The group attended a number of games at Euro 2017 to develop their observational skills using analysis and technology.

“Becoming more aware of the preconceptions that coaches may ‘bring with them’ to decision-making during a game can be a challenging but illuminating task,” explained Shayne Hall, FA performance analysis lead.

“Over the course of the visit we asked coaches to consider: what hinders decision-making when coaching from the touchline? Are you aware of how pressure impacts upon your observational skills? And, how do we know if we are thinking correctly under pressure – what does the process look like?” added Hall.

The coaches were given time to consider their own coaching journey and what biases may have formed as a result of their own previous experience. For Hall, understanding how you ‘see’ the game can only help you make better decisions in the future.

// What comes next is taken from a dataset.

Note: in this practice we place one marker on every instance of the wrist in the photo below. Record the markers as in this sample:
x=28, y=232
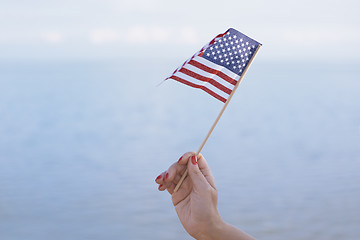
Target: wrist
x=214, y=230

“There are many biases that coaches adopt. Watching the game from the perspective of their own previous playing position or making assumptions based on previous playing history or experience of the game are common,” he explained.

“Furthermore, if a coach watches a player playing in a similar position to that which they played can mean the coach holds the player up to their own standards and experiences.

“Similarly, it is easy to remember one particular aspect of a performance rather than seeing the bigger picture.

“For example, a coach may remember one failed attempt in a hundred repetitions – but that one thing stays with them. This can form their judgement irrespective to what happens before or after the failed attempt. That’s bias in action and we’re all susceptible to that,” he added.

Hall recommends that coaches should focus on a specific aspect of the game when observing players and teams.

"It is quite easy to fall into the trap of trying to look at every aspect of performance. Having a narrower focus of attention can help coaches improve their observation."

5 top tips to ensure coaches don’t have bias in their work

  • Simply be aware that bias exists. This is usually the biggest learning curve for most coaches.
  • Develop a systematic process that allows you to stop and use a clear mind judgement process when observing.
  • Be aware that in the heat of the moment you need to stop and go back to that process.
  • Have a clear focus when watching a game or training session: what aspect of performance are you looking at?
  • Wait for your ‘epiphany’ moment. We still see lots of coaches coming onto FA courses with biases before they have an epiphany moment: “yes, that’s me with the bias and I didn’t realise”.


Shayne Hall is the elite education manager at Hudl.